When the Alabama unemployment office’s request for documentation reached Dan Sinas, it was deja vu all over again for the harried HR vice president. This time it was for a worker he had fired for stealing a company cell phone. Although the employee acknowledged the theft on her unemployment insurance (UI) application, that wasn’t enough to scotch the claim. The agency still wanted Sinas to produce extensive documentation.

“They’ve asked me for the last day she worked, the date of discharge, who discharged her, the final incident that led to her termination, the date of the final incident, the policies she violated, whether she was aware of the policies, any prior warnings she received for the same or similar acts, and any concrete proof that substantiates her misconduct,” recalls Sinas.

“My astonishment was only exceeded by my disgust with this whole system,” he says. “You’ve got to have every ‘t’ crossed and ‘i’ dotted—it’s literally impossible. I challenged 10 claims and lost every case. We quit trying to contest them because it was a futile effort. Now I’m reluctant to get involved. You get to the point when you have to cut your losses and avoid battles you know you can’t win.”

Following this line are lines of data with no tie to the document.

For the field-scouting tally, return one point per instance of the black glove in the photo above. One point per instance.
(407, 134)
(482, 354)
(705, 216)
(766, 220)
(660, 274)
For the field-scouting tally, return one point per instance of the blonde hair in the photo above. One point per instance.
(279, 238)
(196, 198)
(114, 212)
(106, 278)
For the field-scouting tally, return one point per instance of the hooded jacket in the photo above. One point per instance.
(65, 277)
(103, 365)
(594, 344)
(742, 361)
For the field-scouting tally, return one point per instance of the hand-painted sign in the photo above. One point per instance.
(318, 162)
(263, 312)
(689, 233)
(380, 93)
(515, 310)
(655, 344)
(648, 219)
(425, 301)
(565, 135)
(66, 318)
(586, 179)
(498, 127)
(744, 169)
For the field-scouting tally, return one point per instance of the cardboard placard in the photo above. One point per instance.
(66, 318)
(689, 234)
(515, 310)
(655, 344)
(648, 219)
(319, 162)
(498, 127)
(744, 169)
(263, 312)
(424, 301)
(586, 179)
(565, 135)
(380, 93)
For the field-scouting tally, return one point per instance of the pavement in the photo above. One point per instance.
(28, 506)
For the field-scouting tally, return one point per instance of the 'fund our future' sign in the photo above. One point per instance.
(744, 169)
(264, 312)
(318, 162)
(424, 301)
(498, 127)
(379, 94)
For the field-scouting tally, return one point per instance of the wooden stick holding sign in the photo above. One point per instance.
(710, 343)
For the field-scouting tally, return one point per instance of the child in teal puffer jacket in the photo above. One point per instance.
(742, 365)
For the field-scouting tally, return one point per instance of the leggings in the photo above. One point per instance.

Created at the height of the Great Depression in the 1930s, UI benefits are intended to temporarily help workers who lose jobs “through no fault of their own,” according to the U.S. Department of Labor (DOL). Employers usually don’t object to paying benefits to deserving ex-employees, but they do complain about a UI system that often grants benefits to undeserving claimants and puts an undue burden of proof on employers.

Many HR managers believe bureaucrats and hearing officers give employers short shrift when reviewing claims, even while making unwarranted demands for documentation. They say the process puts them on the defensive from the get-go. They’re disgusted by the fraud and abuse that pollute the system, and fed up with eating the costs when undeserving people receive benefits.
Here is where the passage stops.